RDC : HRW réclame un "procès équitable", près de deux ans après le "massacre" des réfugiés burundais à Kamanyola

Procès du policier qui a tué par balle une fille de 14 ans au quartier Kyeshero ouvert au tribunal militaire de Goma/Ph Jonathan Kombi ACTUALITE.CD

L'organisation américaine de défense des droits de l'homme, Human rights Watch (HRW), a appelé à un procès "équitable", ce lundi 29 juillet, à la reprise des audiences dans le procès sur le "massacre des réfugiés burundais" le 15 septembre 2017, à Kamanyola, dans la province du Sud-Kivu.

Suspendues, fin juin, les audiences devraient reprendre ce lundi devant le tribunal militaire de Bukavu, au chef-lieu de la province. Cinq militaires et un officier de police sont poursuivis pour "meurtre et tentative de meurtre" sur des demandeurs d’asile burundais à Kamanyola.

"Un procès équitable pour le massacre de Kamanyola est capital pour la justice et pour les victimes", a déclaré Lewis Mudge, directeur pour l’Afrique Centrale à Human Rights Watch, pour qui les "responsables de ce carnage devraient être dûment punis et les victimes devraient recevoir des réparations adéquates."

En septembre 2017, des soldats congolais avaient ouvert le feu sur une centaine de réfugiés et demandeurs d'asile burundais qui manifestaient pour obtenir la libération de quatre des leurs, arrêtés et expulsés vers leur pays d'origine.

Au total, 39 réfugiés avaient perdu la vie et une centaine d'autres étaient blessés. Les balles avaient été tirées sur les manifestants après qu'ils avaient tué un officier des Forces armées de la RDC (FARDC), à qui ils avaient même ravi son arme.  

Des habitants de Kamanyola, en colère, avaient lapidé à mort un réfugié burundais.

"Les autorités congolaises devraient prendre les mesures nécessaires pour faire en sorte que le procès de Kamanyola soit crédible et impartial (...) Le traitement de cette affaire est important, non seulement pour les victimes, mais aussi pour mettre fin aux atrocités de masse commises par les forces de sécurité congolaises dans tout le pays", a conclu Lewis Mudge.

Les victimes sont essentiellement des adeptes de la prophétesse d’obédience catholique, Eusébie Ngendakuma (Zeibya).
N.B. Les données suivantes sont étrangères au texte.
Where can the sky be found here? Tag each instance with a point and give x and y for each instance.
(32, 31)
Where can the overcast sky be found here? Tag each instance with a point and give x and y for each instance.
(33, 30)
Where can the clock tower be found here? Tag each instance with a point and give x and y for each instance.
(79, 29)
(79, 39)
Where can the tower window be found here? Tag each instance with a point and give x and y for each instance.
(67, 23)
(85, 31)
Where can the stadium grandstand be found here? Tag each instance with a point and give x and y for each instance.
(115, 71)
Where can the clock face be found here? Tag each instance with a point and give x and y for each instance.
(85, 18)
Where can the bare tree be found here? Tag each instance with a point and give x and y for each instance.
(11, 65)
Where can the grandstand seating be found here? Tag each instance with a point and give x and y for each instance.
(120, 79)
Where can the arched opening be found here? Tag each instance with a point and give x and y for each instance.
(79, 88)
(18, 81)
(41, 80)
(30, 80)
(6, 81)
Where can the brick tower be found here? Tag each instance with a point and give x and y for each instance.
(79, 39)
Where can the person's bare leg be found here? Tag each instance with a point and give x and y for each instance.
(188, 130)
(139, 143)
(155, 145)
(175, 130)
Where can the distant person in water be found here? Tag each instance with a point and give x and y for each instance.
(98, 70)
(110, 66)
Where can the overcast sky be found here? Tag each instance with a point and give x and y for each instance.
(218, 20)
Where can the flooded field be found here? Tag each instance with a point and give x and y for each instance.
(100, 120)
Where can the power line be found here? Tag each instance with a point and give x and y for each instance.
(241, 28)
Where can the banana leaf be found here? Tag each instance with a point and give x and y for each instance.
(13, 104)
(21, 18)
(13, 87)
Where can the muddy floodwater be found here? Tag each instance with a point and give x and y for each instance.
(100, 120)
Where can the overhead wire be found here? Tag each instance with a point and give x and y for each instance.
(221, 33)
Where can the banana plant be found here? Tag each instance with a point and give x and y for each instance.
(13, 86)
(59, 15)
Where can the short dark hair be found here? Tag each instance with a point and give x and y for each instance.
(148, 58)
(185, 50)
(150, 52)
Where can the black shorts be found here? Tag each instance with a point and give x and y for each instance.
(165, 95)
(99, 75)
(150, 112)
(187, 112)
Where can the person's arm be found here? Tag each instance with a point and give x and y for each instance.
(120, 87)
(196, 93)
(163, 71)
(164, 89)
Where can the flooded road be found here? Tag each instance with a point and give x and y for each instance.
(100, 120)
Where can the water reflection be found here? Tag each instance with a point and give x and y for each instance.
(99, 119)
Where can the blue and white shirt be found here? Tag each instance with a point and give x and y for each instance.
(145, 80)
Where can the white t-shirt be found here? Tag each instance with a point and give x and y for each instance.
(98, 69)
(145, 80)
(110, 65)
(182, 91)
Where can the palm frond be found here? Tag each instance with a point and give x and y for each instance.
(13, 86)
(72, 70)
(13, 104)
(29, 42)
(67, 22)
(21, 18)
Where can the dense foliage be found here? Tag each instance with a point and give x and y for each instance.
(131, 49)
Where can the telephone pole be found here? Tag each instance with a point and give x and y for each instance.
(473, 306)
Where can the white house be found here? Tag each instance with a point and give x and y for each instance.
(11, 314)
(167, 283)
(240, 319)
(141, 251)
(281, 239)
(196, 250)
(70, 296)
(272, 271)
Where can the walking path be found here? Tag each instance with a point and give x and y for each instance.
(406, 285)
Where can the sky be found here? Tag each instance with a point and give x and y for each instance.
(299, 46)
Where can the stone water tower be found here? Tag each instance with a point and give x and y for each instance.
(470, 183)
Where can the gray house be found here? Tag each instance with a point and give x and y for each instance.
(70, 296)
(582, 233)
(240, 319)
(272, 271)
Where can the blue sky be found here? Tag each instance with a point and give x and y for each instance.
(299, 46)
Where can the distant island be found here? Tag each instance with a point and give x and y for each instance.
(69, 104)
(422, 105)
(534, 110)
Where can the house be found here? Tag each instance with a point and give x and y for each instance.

Cette prophétesse controversée de 47 ans, assure avoir des visions de la Vierge Marie et anime une secte. Ses disciples reconnus pour leurs voiles blanches se considèrent comme les martyrs de la vierge et sont convaincus que la fin du monde est "proche". La prophétesse et ses disciples se disent victimes de la "persécution" de la part des autorités burundaises.

Après le massacre de Kamanyola, la plupart d'entre eux se sont réfugiés au Rwanda. Au Sud-Kivu, près de 40 survivants, témoins et membres des familles ont indiqué qu’ils étaient prêts à témoigner au tribunal. 

Les survivants de la fusillade voulaient assister au procès à Bukavu, mais craignaient d’être identifiés par les autorités burundaises. "C’est trop dangereux, et nous n’avons pas de garanties pour notre sécurité”, a indiqué à HRW, un avocat, lui-même membre de la secte.

Les survivants ont exprimé leur souhait de participer aux futures audiences si leur protection pouvait être assurée, selon l'ONG qui demande aux autorités congolaises "avec le soutien de la MONUSCO" de "prendre toutes les mesures nécessaires" pour garantir la sécurité des victimes et des témoins qui décident de témoigner.

Le gouvernement devrait enquêter sur le rôle des autorités locales dans la propagation du "discours de haine" avant le massacre et traduire en justice les responsables de "manière appropriée", insiste HRW.   

Elle remet en cause les tribunaux militaires congolais qui, selon elle, "ont un bilan contrasté" en matière d’affaires impliquant les militaires accusés de crimes graves.